The mid-’70s was a potent era for Australian junior power surfing. Banks’s long lean goofyfoot surfing, with its emphasis on clean carves and tubes, stood up well to pressure from supergroms like Cheyne Horan, Tom Carroll, Chris Byrne, Joe Engel, Steve Wilson and others. At 17, in his final high school year, he was arguably the youngest professional surfboard shaper in the country, shaping and surfing for Gordon and Smith, the U.S. label that set up shop in Cronulla in the ’60s. The following year Banks got his big pro break — a shock third place at the Coca-Cola Surfabout at Narrabeen, then the world’s richest pro event. The result drew attention from Ian Cairns and Peter Townend, the entrepreneurial Australian pros who’d set up the Bronzed Aussies, their own tour surf team. Soon the Bronzed ones — known as the BAs for short — had signed up Banks along with Horan as their stake in the young competitive generation.

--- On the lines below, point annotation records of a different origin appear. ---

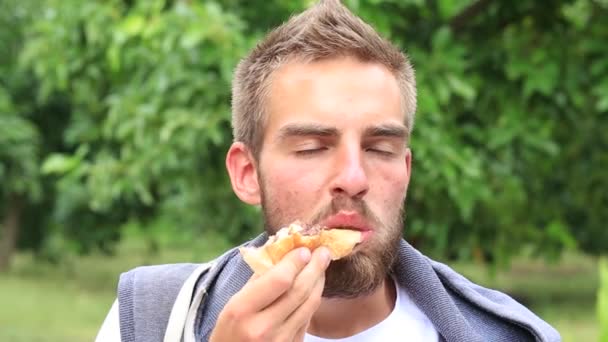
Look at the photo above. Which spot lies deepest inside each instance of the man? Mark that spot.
(323, 110)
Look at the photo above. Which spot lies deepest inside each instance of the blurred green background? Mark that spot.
(115, 120)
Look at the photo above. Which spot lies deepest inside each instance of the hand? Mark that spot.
(278, 305)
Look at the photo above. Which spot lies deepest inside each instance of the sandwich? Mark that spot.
(339, 242)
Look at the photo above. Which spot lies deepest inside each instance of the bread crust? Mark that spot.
(339, 242)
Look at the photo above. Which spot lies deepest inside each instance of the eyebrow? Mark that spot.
(306, 129)
(386, 130)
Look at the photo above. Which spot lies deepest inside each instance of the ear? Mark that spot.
(243, 173)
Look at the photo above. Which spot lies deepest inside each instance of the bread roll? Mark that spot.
(339, 242)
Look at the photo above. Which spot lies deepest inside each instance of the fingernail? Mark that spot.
(326, 256)
(305, 254)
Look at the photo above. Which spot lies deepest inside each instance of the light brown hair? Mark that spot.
(326, 30)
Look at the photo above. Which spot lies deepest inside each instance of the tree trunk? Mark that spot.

Jim spent two years with Townend and Cairns at their new home base in Huntington Beach, California, living a gypsy life on tour between BA business tutoring sessions and long winter trips to Hawaii. He spent much of his time in the San Diego area, surfing and hanging out with Windansea’s young champion Chris O’Rourke, or with the George brothers in Santa Barbara. Unlike the hypercompetitive Horan, Banks was less interested in winning than in enjoying the surfing life, and he rarely excelled in contests unless the waves were big, hollow, or both. His hard-charging nature in Hawaii — he made a rep as a kid for tackling Cronulla’s renowned Shark Island reef, backside — won him a Pro-Class Trials in 1980 and brought him into contact with Brian Bulkley, Bruce Hansel, Chris Lundy and the rest of the early ’80s Pipeline underground crew.

By 1980 Banks had left the BAs and headed back to Australia. In 1981 he won his only major tour event, the inaugural OM-Bali Pro, in perfect surf at Uluwatu. He ranked in the elite IPS top 16 in ’81 and ’82, and made an impact again as a shaper and designer in the Cronulla area, creating the swallowtail twins on which Mark Occhilupo first tore into the limelight. Married to Sharon, he more or less quit competition in 1986 and hit the surf-adventurer road, traveling to desert West Australia, Indonesia and Fiji in search of the best and heaviest left barrels he could find. The couple moved to Queensland’s Gold Coast and had two daughters, Rachel and Emily, before ending their marriage in the early 1990s.

Banks stuck to surfboard making for much of the ’90s, occasionally making forays into Indo tubes: he starred in an Alby Falzon short called
Can’t Step Twice (On The Same Piece Of Water) for Island Records, and showed up to ride the best wave of the free-surf sessions at the first Quiksilver Pro at Grajagan in 1995. In late 1996 he decided to quit the surfboard industry in protest at the toxic chemicals used in their production, and spent some time working on a system of board glassing using natural resins and hemp cloth. Recently he began designing surfboards again using computer design software and shaping machines; he is also involved in designing and marketing a fin system known as Speeed, and leading groups on surf/health/yoga retreats. Today Banks lives on the NSW north coast with partner Manuela and their three children, Rhyand, Leilani and Harley.